For a while, all was noise and chaos. Neighbours (like me) came to their windows and looked out anxiously. Esther went out and spoke to them. She asked one of the girls what was happening. The girl said they were playing Number Knock. Number Knock? A grown man was hurrying by on the pavement as fast as he could. Esther asked him if he knew what Number Knock was and whether it mattered. He said he did. And it did. And went.
But it wasn't clear why it mattered. Did it matter to him because he didn't like the rush and the noise. Or did he think it mattered to the three young men who had run back through the crowd? After a bit of caffluffle, it went quiet - and they were gone. All of them.
* * * * *
The next day, Esther phoned the local Secondary School to ask about Number Knock. The lady who answered the phone didn't know and didn't see why she should. Esther said that since nearly all the teenagers in the area were in the school's care for most days throughout most of the year, the school might be presumed to be an authority on teenage activity. Ha!. So we were left with not knowing whether we should leave it be, or intervene, or phone the police if Number Knock came down our street again. It hasn't. But what if?
* * * * *
Then, a couple of years later, there was another mystifying teenage event. About the same number of teenagers, forty or fifty of them gathered in our park. They arrived gradually, in groups, until there they all were, sitting on the tables, sitting on the little roundabout, sitting on the very little slide, sitting on the little rocking chicken thing - and telling the little children who were playing there that they should leave the park or have their heads bashed in.
Some mums phoned the police.
Two policemen arrived in a car.
They ambled towards the teenagers.
The teenagers ambled away in groups, just as they had arrived.
And that was it.
They'd done no harm. They'd just sat. I don't think they would have bashed the heads of the little children. On the other hand, the meagre toys in the park are for little children to play on, not for the big teenagers to sit on. So it was right that they should give way.
So . . . there they were. Then . . . there they weren't.

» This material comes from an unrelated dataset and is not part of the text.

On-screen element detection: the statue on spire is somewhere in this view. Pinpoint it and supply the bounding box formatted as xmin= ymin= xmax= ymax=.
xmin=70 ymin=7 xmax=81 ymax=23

I'm rambling on about this because I have the care of Ceres and it weighs on me.
* * * * *
I've always reckoned that if you are confident and polite you can negotiate your way through most crowds, drunk or not, and find a way round almost all awkward individuals.
People with mental health problems who decide to harangue you at bus stops can be frightening and embarrassing - and you are stuck if you need the bus, which you do, or you wouldn't be at the bus stop - so you are an un-moving target. But the bus will come in the end (with luck) and whisk you away. So that's alright.
* * * * *
But, over the last few years, I've noticed people with empty eyes. Un-meetable eyes. Eyes I dare not look into. There is no relating there. No negotiating.
There aren't many of them - but seen them, I have.
They walk straight ahead, full of fierce purpose, looking neither to the right nor to the left - just on, straight on. Fast.
I fear them.
They walk alone.
I think they walk in otherwise benign crowds - like missed grit in rice.
It's Ceres I have to advise. And I don't know what to say.
* * * * *
P.S. He didn't stand on the artichoke. Phew!